Title: [Joint CQSE & NCTS Special Seminar] Disorder and Decoherence: Obstacles or Opportunities for Collective Excitations?
Speaker: Prof. Hsing-Ta "Theta" Chen (University of Notre Dame)
Time: 2024/12/19 (Thurs.) 10:30-11:30
Place: NCTS Physics Lecture Hall, 4F, Chee-Chun Leung Cosmology Hall, NTU
Online: https://nationaltaiwanuniversity-zbh.my.webex.com/nationaltaiwanuniversity-zbh.my/j.php?MTID=me04e00ed9d39d13a99b2df08cd363346
 

Abstract

Harnessing strong light-matter interactions between molecular/material excitations and confined electromagnetic fields opens up new opportunities to manipulate chemical reactivity and charge transport at the microscopic level. Recent reports demonstrate that, as electronic or vibrational excitations of a molecular ensemble are strongly coupled with photon modes (for example near a plasmonic nanoparticle or within a microcavity), collective, delocalized excitations among molecules lead to intriguing phenomena that are fundamentally distinct from conventional photoexcitation. However, significant discrepancies between theoretical predictions and experimental observations often stem from the neglect of molecular disorder and photon decoherence. While the consensus is that these effects are detrimental to collective excitation, our recent studies reveal a more complicated interplay. In this talk, I will discuss our recent efforts to account for these interplay in molecular ensembles and outline our plans to develop a theoretical framework for simulating collective excitations in materials.
 

Biography

Hsing-Ta (Theta) Chen is currently an assistant professor in the Department of Chemistry and Biochemistry at the University of Notre Dame. He obtained PhD in Chemical Physics at Columbia University and postdoctoral training at the University of Pennsylvania.

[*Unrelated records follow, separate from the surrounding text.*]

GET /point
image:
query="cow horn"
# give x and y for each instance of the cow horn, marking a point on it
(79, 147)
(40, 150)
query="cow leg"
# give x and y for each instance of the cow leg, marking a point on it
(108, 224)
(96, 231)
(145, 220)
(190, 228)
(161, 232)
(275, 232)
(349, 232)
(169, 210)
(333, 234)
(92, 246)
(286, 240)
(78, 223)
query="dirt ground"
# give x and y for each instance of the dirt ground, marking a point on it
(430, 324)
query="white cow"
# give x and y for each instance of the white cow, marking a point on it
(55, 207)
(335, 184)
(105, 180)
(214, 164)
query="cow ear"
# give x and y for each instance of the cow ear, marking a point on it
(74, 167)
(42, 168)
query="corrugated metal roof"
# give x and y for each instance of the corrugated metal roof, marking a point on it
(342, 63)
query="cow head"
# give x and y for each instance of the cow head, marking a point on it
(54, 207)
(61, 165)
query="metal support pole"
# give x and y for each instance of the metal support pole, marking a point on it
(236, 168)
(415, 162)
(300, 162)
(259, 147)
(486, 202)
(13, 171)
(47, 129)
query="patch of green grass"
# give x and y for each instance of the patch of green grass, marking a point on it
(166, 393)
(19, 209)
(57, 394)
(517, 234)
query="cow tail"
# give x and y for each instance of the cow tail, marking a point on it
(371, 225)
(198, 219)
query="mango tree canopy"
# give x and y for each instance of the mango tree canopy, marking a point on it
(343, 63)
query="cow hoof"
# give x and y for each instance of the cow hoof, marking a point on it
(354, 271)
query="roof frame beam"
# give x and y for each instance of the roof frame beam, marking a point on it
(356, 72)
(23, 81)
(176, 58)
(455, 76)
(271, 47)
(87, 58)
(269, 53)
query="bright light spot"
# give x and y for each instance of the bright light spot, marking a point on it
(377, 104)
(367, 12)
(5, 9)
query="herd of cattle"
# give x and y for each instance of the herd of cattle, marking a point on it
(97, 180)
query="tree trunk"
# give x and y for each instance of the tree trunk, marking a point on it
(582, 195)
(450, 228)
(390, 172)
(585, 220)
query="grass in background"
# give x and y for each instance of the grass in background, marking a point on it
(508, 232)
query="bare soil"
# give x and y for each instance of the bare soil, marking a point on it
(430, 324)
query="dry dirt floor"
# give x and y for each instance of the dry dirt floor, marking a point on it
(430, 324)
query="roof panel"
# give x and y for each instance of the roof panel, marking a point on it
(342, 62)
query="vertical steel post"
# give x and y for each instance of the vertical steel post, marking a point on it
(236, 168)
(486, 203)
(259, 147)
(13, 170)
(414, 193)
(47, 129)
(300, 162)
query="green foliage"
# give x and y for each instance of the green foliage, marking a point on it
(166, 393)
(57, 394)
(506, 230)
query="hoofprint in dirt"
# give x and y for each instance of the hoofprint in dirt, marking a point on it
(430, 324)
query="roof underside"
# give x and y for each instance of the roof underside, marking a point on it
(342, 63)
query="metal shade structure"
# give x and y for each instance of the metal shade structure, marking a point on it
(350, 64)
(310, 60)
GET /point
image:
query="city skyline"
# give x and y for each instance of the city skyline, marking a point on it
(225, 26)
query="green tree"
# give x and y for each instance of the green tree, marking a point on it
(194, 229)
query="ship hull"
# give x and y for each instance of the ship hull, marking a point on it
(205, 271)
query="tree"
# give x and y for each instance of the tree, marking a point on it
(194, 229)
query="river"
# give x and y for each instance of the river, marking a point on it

His research focuses on developing theoretical methods and applying simulation techniques to investigate quantum dynamical processes in complex environments, ranging from non-adiabatic molecular dynamics in the condensed phase, to semiclassical treatments for strong light-matter interactions, to electron transport mechanisms in nanomaterials.